National

Sleep Well Beast

2017 (4AD) | chamber-rock, songwriting

So we're not so tied together
What did you mean?
Meet me in the stairwell in a second
For a glass of gin
Nobody else will be there then
Nobody else will be there
("Nobody Else Will Be There")

Il mondo

Inizia con queste parole, cantate col consueto tono baritonale su un tappeto minimalista - giusto una linea di pianoforte e un beat sintetico - il settimo disco dei National, un incipit dal quale si percepisce tutto il pericolo per un probabile imminente naufragio. "Sleep Well Beast" parla di rapporti interpersonali sempre in bilico fra disfacimento e flebili sforzi per salvarli, di incomunicabilità, del bisogno di un bicchiere per affogarvi i problemi e trovare la forza di affrontarli.
Ma soprattutto è un disco che segna una svolta forte, che dal punto di vista musicale muta il mondo dei National: pur proseguendo nel confortevole solco già ben tracciato in passato, la band oggi esplora nuove vie espressive, concentrandosi su un utilizzo dell'elettronica in grado di conferire tensioni finora inedite, il prologo di un percorso di destrutturazione, nel quale le canzoni vengono spezzettate, rimasticate, rielaborate con l'apporto della tecnologia.

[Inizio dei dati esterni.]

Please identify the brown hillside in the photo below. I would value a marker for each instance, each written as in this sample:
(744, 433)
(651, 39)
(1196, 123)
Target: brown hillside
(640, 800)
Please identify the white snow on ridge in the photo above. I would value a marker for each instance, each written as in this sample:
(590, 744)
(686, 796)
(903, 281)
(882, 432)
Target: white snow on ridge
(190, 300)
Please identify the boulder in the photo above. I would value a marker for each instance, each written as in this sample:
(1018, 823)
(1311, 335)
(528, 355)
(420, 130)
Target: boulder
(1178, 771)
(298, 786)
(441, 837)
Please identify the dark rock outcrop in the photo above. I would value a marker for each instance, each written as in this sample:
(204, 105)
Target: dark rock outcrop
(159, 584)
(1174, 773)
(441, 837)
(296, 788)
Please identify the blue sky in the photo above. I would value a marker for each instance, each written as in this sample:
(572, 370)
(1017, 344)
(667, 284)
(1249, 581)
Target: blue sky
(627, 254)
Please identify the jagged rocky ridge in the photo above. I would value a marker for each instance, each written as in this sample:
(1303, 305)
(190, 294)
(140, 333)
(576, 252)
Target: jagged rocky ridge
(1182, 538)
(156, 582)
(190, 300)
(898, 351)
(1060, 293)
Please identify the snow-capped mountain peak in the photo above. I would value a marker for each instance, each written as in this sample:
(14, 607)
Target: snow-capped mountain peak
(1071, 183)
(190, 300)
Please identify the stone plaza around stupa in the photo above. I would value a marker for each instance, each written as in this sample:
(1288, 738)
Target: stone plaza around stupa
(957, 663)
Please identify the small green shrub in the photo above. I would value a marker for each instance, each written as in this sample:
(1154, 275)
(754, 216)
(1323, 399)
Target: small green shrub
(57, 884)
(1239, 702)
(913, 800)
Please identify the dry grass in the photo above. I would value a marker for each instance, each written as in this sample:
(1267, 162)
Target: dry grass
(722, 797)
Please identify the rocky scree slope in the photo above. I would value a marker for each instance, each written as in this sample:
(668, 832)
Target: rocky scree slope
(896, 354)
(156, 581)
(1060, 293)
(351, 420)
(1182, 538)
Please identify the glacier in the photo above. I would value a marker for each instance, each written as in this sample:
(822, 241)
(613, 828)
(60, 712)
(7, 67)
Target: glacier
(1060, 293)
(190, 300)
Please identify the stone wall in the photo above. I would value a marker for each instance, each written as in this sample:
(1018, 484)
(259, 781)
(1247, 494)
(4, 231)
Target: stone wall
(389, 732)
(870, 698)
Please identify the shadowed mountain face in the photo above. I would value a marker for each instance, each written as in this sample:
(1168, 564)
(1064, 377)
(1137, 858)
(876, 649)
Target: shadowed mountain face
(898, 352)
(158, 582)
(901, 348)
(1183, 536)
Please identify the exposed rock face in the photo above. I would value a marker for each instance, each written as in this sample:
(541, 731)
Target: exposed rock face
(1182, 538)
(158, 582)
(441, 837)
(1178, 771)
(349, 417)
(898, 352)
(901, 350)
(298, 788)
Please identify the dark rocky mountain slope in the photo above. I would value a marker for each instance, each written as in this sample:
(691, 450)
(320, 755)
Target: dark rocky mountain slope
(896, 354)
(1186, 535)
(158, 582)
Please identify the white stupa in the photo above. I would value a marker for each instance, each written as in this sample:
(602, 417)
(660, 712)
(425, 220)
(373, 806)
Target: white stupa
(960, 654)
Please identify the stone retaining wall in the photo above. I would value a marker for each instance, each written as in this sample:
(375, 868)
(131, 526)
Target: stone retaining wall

È il disco che i National non avevano ancora mai fatto prima, il più sperimentale, una sorta di personale "Kid A" in formato light, l'atto di discontinuità nel quale le derive elettroniche costruiscono un eclettico contenitore diverso dal solito per le parole di Matt Berninger, un nuovo affresco dei nostri tempi che non disdegna di mostrare i muscoli, a partire dalla seconda traccia, "Day I Die", tanto per confermare che, accanto alle atmosfere melodiche studiate per spezzare il cuore dell'ascoltatore, i National vogliono conservare un animo che sia anche "garage".
"Sleep Well Beast" (realizzato per sottrazione, registrando molti strati successivamente rimossi o cesellati per lasciare soltanto l'indispensabile del loro esistenzialismo etilico) diviene così il miglior mezzo possibile per fugare tutti i dubbi su un possibile tracollo compositivo, dopo un "Trouble Will Find Me" parso a tratti "stanco".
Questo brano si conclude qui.